Fact-checking trumps even the most reliable media sources
One of the trickiest aspects of verifying the accuracy of online information is that some of the best tools at our disposal are hardly foolproof. An incident in the tech media world last week illustrated that beautifully.
Two of the best verification methods we use and teach at Bleacher Report are spelled out in a B/R Blog post written by Director of Quality Control Dan Bonato in 2011, Verifying sources: A primer and checklist. Note that on this checklist, “source” refers to the person or outlet reporting a piece of information:
“Consider the social history of the source.”
- Does the source have a history of reporting credible news, such as the New York Times, SI.com or a local outlet with beat writers? …
- Does it have a history of presenting information in a straightforward, objective manner? Is it known for being biased? If the latter, does that bias influence the report? …
- Are its reporters respected as authorities on the sport/team/player/etc. in question?
“Seek social corroboration.”
- Are other reputable media outlets running with the news, either from your source or otherwise?
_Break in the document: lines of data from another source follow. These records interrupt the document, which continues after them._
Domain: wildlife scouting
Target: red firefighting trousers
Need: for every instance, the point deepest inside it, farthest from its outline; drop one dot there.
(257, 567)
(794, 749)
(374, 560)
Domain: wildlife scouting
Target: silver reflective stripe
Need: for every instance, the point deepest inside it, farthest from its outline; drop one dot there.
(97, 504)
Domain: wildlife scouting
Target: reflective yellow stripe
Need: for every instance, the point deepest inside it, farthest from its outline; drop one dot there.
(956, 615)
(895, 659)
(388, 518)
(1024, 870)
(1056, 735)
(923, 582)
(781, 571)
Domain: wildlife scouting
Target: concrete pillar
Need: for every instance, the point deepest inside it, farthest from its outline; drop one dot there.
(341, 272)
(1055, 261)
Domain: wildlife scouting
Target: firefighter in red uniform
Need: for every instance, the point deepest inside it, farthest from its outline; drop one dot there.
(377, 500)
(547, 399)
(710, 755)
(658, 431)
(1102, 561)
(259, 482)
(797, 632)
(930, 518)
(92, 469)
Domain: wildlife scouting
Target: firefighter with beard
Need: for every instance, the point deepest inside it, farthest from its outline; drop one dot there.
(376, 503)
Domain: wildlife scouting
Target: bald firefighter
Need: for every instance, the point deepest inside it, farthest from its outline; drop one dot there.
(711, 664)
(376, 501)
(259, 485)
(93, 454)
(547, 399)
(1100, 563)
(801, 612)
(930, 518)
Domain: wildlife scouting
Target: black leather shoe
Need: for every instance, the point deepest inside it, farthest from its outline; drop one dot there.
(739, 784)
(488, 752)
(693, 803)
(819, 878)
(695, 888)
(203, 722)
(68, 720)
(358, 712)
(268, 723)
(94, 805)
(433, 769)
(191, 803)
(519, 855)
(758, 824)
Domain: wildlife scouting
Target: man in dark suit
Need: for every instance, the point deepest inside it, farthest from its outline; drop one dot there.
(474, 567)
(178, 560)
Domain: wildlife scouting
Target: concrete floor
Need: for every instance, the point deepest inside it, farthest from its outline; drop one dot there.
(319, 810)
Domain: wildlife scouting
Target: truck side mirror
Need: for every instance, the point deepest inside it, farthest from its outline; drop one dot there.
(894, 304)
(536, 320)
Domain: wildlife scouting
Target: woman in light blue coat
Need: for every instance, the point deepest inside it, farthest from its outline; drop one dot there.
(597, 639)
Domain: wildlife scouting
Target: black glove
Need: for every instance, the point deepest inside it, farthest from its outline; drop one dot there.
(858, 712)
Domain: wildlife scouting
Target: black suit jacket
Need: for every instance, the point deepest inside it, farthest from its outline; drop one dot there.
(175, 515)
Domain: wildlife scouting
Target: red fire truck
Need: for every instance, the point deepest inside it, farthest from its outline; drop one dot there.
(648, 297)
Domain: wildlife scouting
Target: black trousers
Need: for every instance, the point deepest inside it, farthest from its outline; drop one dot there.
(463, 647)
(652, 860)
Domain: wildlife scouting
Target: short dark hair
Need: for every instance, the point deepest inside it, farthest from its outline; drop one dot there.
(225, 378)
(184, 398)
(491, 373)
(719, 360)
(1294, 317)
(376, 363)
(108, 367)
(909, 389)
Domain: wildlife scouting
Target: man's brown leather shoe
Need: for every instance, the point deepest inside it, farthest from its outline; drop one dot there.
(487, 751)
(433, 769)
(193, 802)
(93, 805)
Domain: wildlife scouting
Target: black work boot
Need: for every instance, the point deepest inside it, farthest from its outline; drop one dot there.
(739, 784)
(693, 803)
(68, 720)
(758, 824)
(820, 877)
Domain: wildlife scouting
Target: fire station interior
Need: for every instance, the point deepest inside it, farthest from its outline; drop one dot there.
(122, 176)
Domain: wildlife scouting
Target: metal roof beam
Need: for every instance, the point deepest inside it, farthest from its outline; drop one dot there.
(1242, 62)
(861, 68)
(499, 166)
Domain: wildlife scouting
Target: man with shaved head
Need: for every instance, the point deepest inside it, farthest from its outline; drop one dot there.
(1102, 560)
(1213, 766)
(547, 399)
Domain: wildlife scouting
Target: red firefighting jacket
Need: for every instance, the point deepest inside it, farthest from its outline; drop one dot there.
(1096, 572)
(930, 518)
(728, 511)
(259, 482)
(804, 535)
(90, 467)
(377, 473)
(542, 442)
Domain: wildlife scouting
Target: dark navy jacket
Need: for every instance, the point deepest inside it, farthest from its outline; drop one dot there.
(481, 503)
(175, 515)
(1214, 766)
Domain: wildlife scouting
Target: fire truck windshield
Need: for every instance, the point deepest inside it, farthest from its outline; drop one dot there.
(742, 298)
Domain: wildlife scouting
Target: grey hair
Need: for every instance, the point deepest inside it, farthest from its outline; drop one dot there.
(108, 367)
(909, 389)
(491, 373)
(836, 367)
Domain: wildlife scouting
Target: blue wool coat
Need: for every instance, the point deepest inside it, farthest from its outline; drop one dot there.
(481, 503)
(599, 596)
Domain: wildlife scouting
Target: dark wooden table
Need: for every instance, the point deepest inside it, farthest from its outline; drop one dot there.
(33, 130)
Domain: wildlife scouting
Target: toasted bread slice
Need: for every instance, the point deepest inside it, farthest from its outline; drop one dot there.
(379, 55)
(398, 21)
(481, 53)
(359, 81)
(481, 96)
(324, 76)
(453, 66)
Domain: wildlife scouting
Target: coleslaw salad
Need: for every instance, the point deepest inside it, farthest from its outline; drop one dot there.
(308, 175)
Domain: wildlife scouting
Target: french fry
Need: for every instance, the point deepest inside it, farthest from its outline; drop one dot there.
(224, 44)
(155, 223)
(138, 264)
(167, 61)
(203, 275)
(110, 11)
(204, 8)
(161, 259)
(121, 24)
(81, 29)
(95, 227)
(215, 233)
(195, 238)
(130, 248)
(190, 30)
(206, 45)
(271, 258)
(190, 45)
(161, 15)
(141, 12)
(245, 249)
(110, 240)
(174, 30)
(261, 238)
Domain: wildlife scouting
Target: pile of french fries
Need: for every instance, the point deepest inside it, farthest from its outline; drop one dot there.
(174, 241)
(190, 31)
If so, are they presenting it as fact, rumor or speculation?
In the sports world, the cases of Tia Norfleet and, especially, Manti Te’o's nonexistent girlfriend, Lennay Kekua, have reminded us that even those with sterling reputations sometimes report things that aren’t true, and things that aren’t true sometimes get reported widely by usually credible media outlets.
That last part is particularly dangerous. If a usually reliable media outlet reporting something is an indication that the information is good, then it only takes one usually reliable media outlet to make a mistake. Others, citing that usually reliable outlet, will pile on, and before you know it, the false report becomes accepted fact. Look: Everybody’s got it!
One factoid from her report—the average user looks at their smartphone 150 times a day—was picked up widely, despite the fact that, according to Jeff Elder of SFGate.com, it wasn’t true:
But there was never any solid data to back it up. The numbers cited in the presentation were taken from opinions posted on a blog. And the blog post wasn’t even discussing smartphones, but non-smartphones …
The misinformation has now appeared in news stories, hundreds of tweets and on thousands of blogs. It helped Meeker make her case on one of technology’s biggest stages for a whole new realm of tech, “wearables” like Google Glass. But that case was not made with facts.
There were so many problems with the slide that Meeker’s team, since being questioned about it by The Chronicle, has changed its headline and its sourcing.
Meeker is the usually reliable source in this case, and when a bunch of other usually reliable media outlets repeated her factoid, it became accepted fact.
Until, that is, Elder fact-checked it.
I don’t know enough about smartphone usage to know if Meeker’s statement passes the sniff test. But I do know that what Elder did, chasing down the truth rather than just relying on the statement of a usually reliable source, is the best method of verification we’ve got.